Romanceen ce sens, est le passage clé de toute la discussion. Il est sorti avec des attentes très élevées après les distinctions remportées par son prédécesseur. Skinti fia (2022), et représente le grand pas, à partir d’un repositionnement esthétique – ils ont adopté un look plus freak, entre cheveux teints et vêtements excentriques : évidemment l’œil et les réseaux sociaux veulent leur part – jusqu’à une écriture plus mélodique, qu’elle donne l’impression de communiquer avec la radio et les goûts du grand public. On explique ainsi, d’une part, une pièce comme Préféréune ballade tout en guitares et en mélancolie qui, ces derniers mois, a fait office de précurseur, tout comme les épisodes qui trouvent à tout prix un lien avec le présent sont révélateurs, à partir de traitements comme Dans le monde moderne (où se trouve le fantôme de Bono Vox, bien sûr) à des manèges aussi sombres que Starbustersavec des couplets presque rap. Comparé à un début comme Chienrel (2019), dont le sous-texte était le rejet de l’époque et des goûts actuels, les limites et l’attitude sont beaucoup moins claires.
Un signe de vie ?
Le disque – comme c’est étrange, même ici, d’y repenser pour les dossiersà une époque où le streaming a rendu les sorties fluides, et non plus monolithiques – c’est véritablement un bon record, mais ce n’est pas le but de la question. C’est vrai, le saut et l’évolution ont été constants, le temps et le talent sont de leur côté, et ce n’est pas grave. Le thème est que dans tous les cas qui sont évoqués, y compris le leur, cela n’a aucun sens de parler de « sauveurs du rock » : la rupture des lignes de l’histoire est déjà arrivée, et il est difficile pour un seul groupe, d’ailleurs exalté par le désert qui l’entoure, peut faire revivre un genre qui est avant tout un ensemble de valeurs, une vision liée à une époque.
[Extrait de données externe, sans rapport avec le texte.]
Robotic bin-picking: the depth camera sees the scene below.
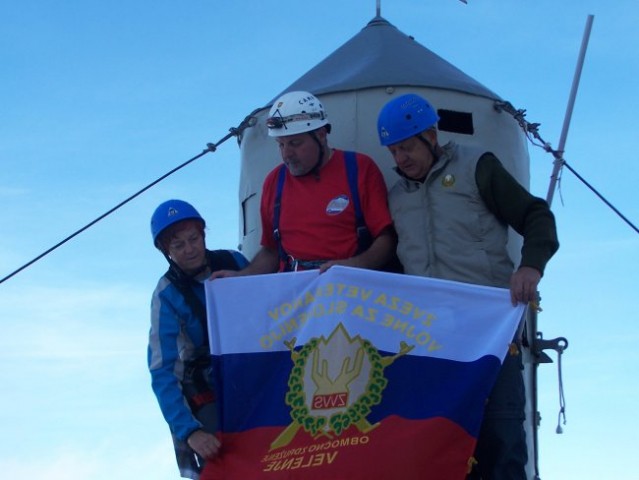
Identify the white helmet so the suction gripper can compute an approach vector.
[266,92,328,137]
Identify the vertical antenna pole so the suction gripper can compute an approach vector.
[546,15,594,205]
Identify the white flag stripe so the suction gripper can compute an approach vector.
[206,267,524,361]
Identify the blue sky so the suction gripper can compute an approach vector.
[0,0,639,480]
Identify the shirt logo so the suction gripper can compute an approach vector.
[442,173,455,187]
[326,195,350,215]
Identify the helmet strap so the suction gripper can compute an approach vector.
[416,133,439,163]
[304,130,326,178]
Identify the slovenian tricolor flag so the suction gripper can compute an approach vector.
[202,267,524,480]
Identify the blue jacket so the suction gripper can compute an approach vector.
[147,251,248,441]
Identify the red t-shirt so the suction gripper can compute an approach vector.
[260,150,392,260]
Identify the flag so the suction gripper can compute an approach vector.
[202,266,524,480]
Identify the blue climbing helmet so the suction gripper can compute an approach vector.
[151,200,206,250]
[377,93,439,147]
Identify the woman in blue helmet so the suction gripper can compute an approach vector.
[377,94,559,480]
[148,200,248,479]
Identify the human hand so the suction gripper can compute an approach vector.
[209,270,239,280]
[186,430,222,460]
[510,267,541,306]
[319,257,359,273]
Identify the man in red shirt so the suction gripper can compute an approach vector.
[212,92,396,278]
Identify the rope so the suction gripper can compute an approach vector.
[495,102,639,233]
[0,108,261,284]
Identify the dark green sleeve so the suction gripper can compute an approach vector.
[475,153,559,275]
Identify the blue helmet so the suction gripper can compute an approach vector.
[377,93,439,147]
[151,200,205,248]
Cela vaut pour tous les groupes : il se peut qu’en les écoutant, de nombreux enfants fermeront leur cave, reprendront leurs guitares et partageront une certaine idée du monde, mais cela ne veut pas dire qu’il y aura un public qui les attendra. .
Le succès de Fontaines DC, qui a déjà en partie fait son chemin auprès des très jeunes (cela s’est également produit dans une plus large mesure avec Arctic Monkeys, mais TikTok est impliqué), reste pour l’instant plutôt une exception qu’une potentielle règle. Mais cela révèle une autre tendance. Et c’est-à-dire : il y a quelqu’un qui sait encore bien prêcher dans le désert, et il y a quelqu’un – nombreux, peut-être pas beaucoup, mais suffisamment pour les transformer en un phénomène qui mérite d’être étudié – prêt à les écouter. En soi, c’est une excellente nouvelle pour quiconque se lance dans la musique alternative. C’est à eux, et à eux seuls, de gérer cette responsabilité : sans penser à sauver qui que ce soit.